1. asnaseer Group Title

|dw:1328465419159:dw|

2. asnaseer Group Title

there are 3 squares next to each other. prove C = A + B

3. Mr.Math Group Title

3 squares with the same side length I presume?

4. asnaseer Group Title

yes - 3 identical squares

5. asnaseer Group Title

BTW: This is a geometry challenge - so no trig allowed :)

6. FoolForMath Group Title

Okay I can solve it using height and distance, one interesting fact: $$\sin(C-B) = \sin (C) \sin (B)$$

7. FoolForMath Group Title

Snap! asnaseer :P

8. Mr.Math Group Title

Oh man, this sucks!

9. asnaseer Group Title

:D - think "outside" the box

10. FoolForMath Group Title

Comone why not use trig? :P

11. asnaseer Group Title

ok - lets see the trig solution. but there is a very elegant geometric solution if you can find it. :)
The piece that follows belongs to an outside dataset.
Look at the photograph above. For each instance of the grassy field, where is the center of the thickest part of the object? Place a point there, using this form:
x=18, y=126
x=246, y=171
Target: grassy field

12. FoolForMath Group Title

Hmm Asnaseer rules :D

13. asnaseer Group Title

I'm off to have some food - will be back soon ...

14. Mr.Math Group Title

I can't seem to be able to find a geometrical proof. Here's a proof using trigonometry: We have $$\sin C=\frac{1}{\sqrt{2}}$$, $$\sin B=\frac{1}{\sqrt{5}}$$, $$\sin A=\frac{1}{\sqrt{10}}$$, and $$\cos A=\frac{3}{\sqrt{10}}$$, $$\cos B=\frac{2}{\sqrt{5}}.$$ It's easy to show that $$\sin C=\sin(A+B)$$ and hence $$C=A+B \text{ because } A,B, C \in (0, \frac{\pi}{2}).$$

15. asnaseer Group Title

I'll let this problem /simmer/ for a while before showing the geometric proof - unless of course someone actually proves it by then :)

16. moneybird Group Title

any hints?

17. asnaseer Group Title

I gave a hint above - think "outside" the box :)

18. asnaseer Group Title

I guess I can give another hint to you guys, here it is...

19. asnaseer Group Title

|dw:1328468434372:dw| essentially, you want to try and prove that D=B

20. Shayaan_Mustafa Group Title

It can be proof using Euclidean concepts of geometry i.e. using theorems, postulates, axiom etc... It is actually difficult. But intresting.

21. asnaseer Group Title

There is actually a much easier proof using only the properties of similar triangles.

22. Shayaan_Mustafa Group Title

Yes I know in terms of Euclidean Geometry. These properties of triangles are followed by, called, postulates.